Les bébés iraniens bientôt nourris aux céréales belges

Vincent Crahay a signé un beau contrat au nom de Belourthe en Iran. ©BELGA

La société Belourthe, qui produits des céréales infantiles sous la marque Ninolac, a signé un contrat en Iran avec la société Vitana. La PME wallonne exportera vers l’Iran un produit semi-fini. Elle espère réaliser, d’ici 3 ans, un chiffre d’affaire de 1 million d’euros sur ce marché.

C’est un véritable pied de nez à au géant Nestlé que Vincent Crahay, patron de la société Belourthe, réalise. Le producteur belge de céréales pour bébé a signé, lors de la soirée de clôture de la mission économique conjointe des trois régions à Téhéran, un contrat avec la société iranienne Vitana pour vendre son produit en Iran. Là même ou Nestlé, il y a dix ans, a délocalisé son usine de production de Hamoir…

L’histoire a un petit parfum de revanche. Car Vincent Crahay était directeur d’usine chez Nestlé à Hamoir. A la fermeture, l’homme s’est lancé dans une opération de managing buyout pour relancer le site, reprenant 27 personnes sur les 140 travailleurs licenciés par Nestlé et créant la société Belourthe. Dix ans plus tard, il rejoint son concurrent, un sourire ironique aux lèvres…
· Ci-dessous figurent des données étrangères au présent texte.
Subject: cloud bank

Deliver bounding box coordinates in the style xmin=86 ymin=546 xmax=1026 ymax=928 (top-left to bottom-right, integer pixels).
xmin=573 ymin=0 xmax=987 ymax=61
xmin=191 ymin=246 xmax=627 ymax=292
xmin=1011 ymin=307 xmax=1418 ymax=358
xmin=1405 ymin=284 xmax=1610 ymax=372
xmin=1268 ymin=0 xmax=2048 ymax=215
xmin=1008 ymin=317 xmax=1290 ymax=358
Belourthe a commencé à commercialiser sa marque Ninolac, ou ses céréales en produit semi-fini, dans les pays d’Asie, d’Afrique, au Moyen-Orient et en Europe il y a sept ans. En Belgique, Belourthe ne commercialise ses céréales quand dans la niche du marché bio. Nestlé et Danone sont trop durs à concurrencer… L’Iran est le 66ème pays qu’il conquiert.

Le contrat signé avec Vitana, leader du marché iranien des biscuits pour bébé, porte sur l’exportation des céréales Belourthe en produit semi-fini. Vitana, qui souhaitait étendre sa gamme, se chargera de finaliser le produit au goût du marché iranien, le conditionner et le commercialiser. On ne verra donc pas la marque belge Ninolac en Iran? " Si. Notre objectif est de faire du co-branding. Sur les étiquettes, on verra quelque chose comme ‘Vitana with the power of Ninolac’", dit Vincent Crahay.

Pas de risques

Etablir des relations commerciales avec l’Iran n’est néanmoins pas (encore) une chose simple. Pourquoi alors s’y lancer? Vincent Crahay pointe le potentiel de croissance du marché, dynamisé par une population jeune (et donc une démographie en croissance). Les sanctions et l’embargo économique et financier imposé pendant dix ans à l’Iran (et levé au début de l’année) n’a pas frappé les produits agroalimentaire. Résultat, Belourthe essaye depuis 7 ans de mettre le pied en Iran. "Nous avons essayé par deux fois, puis nous avons abandonné. En février 2015, nous avons rencontré Vitana lors d’une foire agroalimentaire à Dubaï. Nous les avons revu cette année, nous avons visité leur usine. Ce sont des gens fiables et sûrs, ils fabriquent 50 tonnes de biscuits par jour."

1 million d’euros
C’est le chiffre d’affaire que Belourthe espère réaliser sur le marché iranien d’ici 3 ans.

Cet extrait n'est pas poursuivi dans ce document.